GLIDE’s OpenTelemetry integration is designed to be both powerful and easy to adopt. Once an OTel collector endpoint is configured, GLIDE begins emitting default metrics and traces automatically—no additional code changes are required. This simplifies the path to observability best practices and minimizes disruption to existing workflows.

GLIDE emits several built-in metrics out of the box.
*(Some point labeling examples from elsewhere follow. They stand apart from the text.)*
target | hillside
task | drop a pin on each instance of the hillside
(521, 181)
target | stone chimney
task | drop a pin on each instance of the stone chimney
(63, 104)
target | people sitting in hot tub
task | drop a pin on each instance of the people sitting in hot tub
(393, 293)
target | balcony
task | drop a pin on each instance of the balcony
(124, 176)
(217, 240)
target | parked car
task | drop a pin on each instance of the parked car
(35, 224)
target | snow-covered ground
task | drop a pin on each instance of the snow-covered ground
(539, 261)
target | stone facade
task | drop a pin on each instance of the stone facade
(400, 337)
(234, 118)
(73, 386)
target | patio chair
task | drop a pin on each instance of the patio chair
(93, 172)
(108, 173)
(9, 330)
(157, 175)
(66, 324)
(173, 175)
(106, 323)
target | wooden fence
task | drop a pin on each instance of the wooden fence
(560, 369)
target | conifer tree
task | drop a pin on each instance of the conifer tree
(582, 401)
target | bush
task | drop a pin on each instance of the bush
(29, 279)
These metrics can be used to build dashboards, configure alerts, and monitor performance trends:

  • Timeouts: Number of requests that exceeded their timeout duration.
  • Retries: Count of operations retried due to transient errors or topology changes.
  • Moved Errors: Number of MOVED responses received, indicating key reallocation in the cluster.

These metrics are emitted to your configured OpenTelemetry collector and can be viewed in any supported backend (Prometheus, CloudWatch, etc.).

GLIDE creates a trace span for each Valkey command, giving detailed visibility into client-side performance. Each trace captures:

  • The entire command lifecycle: from creation to completion or failure.
  • A nested send_command span, measuring communication time with the Valkey server.
  • A status tag indicating success or error for each span, helping you identify failure patterns.

This distinction helps developers separate client-side queuing latency from server communication delays, making it easier to troubleshoot performance issues.

To begin collecting telemetry data with GLIDE 2.0:

  • Set up an OpenTelemetry Collector to receive trace and metric data.
  • Configure the GLIDE client with the endpoint to your collector.
  • Alternatively, you can configure GLIDE to export telemetry data directly to a local file for development or debugging purposes, without requiring a running collector.

GLIDE does not export data directly to third-party services—instead, it sends data to your collector, which routes it to your backend (e.g., CloudWatch, Prometheus, Jaeger).

You can configure the OTel collector endpoint using one of the following protocols:

  • http:// or https:// - Send data via HTTP(S)
  • grpc:// - Use gRPC for efficient telemetry transmission
  • file:// - Write telemetry data to a local file (ideal for local dev/debugging)

When initializing OpenTelemetry, you can customize behavior using the openTelemetryConfig object.

openTelemetryConfig.traces
  • endpoint (required): The trace collector endpoint.
  • samplePercentage (optional): Percentage (0–100) of commands to sample for tracing. Default: 1.
    • For production, a low sampling rate (1–5%) is recommended to balance performance and insight.
openTelemetryConfig.metrics
  • endpoint (required): The metrics collector endpoint.
openTelemetryConfig.flushIntervalMs
  • (optional): Time in milliseconds between flushes to the collector. Default: 5000.

If using file:// as the endpoint:

  • The path must begin with file://.
  • If a directory is provided (or no file extension), data is written to signals.json in that directory.
  • If a filename is included, it will be used as-is.
  • The parent directory must already exist.
  • Data is appended, not overwritten.
  • flushIntervalMs must be a positive integer.
  • samplePercentage must be between 0 and 100.
  • File exporter paths must start with file:// and have an existing parent directory.
  • Invalid configuration will throw an error synchronously when calling OpenTelemetry.init().
import "github.com/valkey-io/valkey-glide/go/v2"
config := glide.OpenTelemetryConfig{
Traces: &glide.OpenTelemetryTracesConfig{
Endpoint: "http://localhost:4318/v1/traces",
SamplePercentage: 10, // Optional, defaults to 1. Can also be changed at runtime via `SetSamplePercentage()`
},
Metrics: &glide.OpenTelemetryMetricsConfig{
Endpoint: "http://localhost:4318/v1/metrics",
},
FlushIntervalMs: &interval, // Optional, defaults to 5000, e.g. interval := int64(1000)
}
err := glide.GetOtelInstance().Init(config)
if err != nil {
log.Fatalf("Failed to initialize OpenTelemetry: %v", err)
}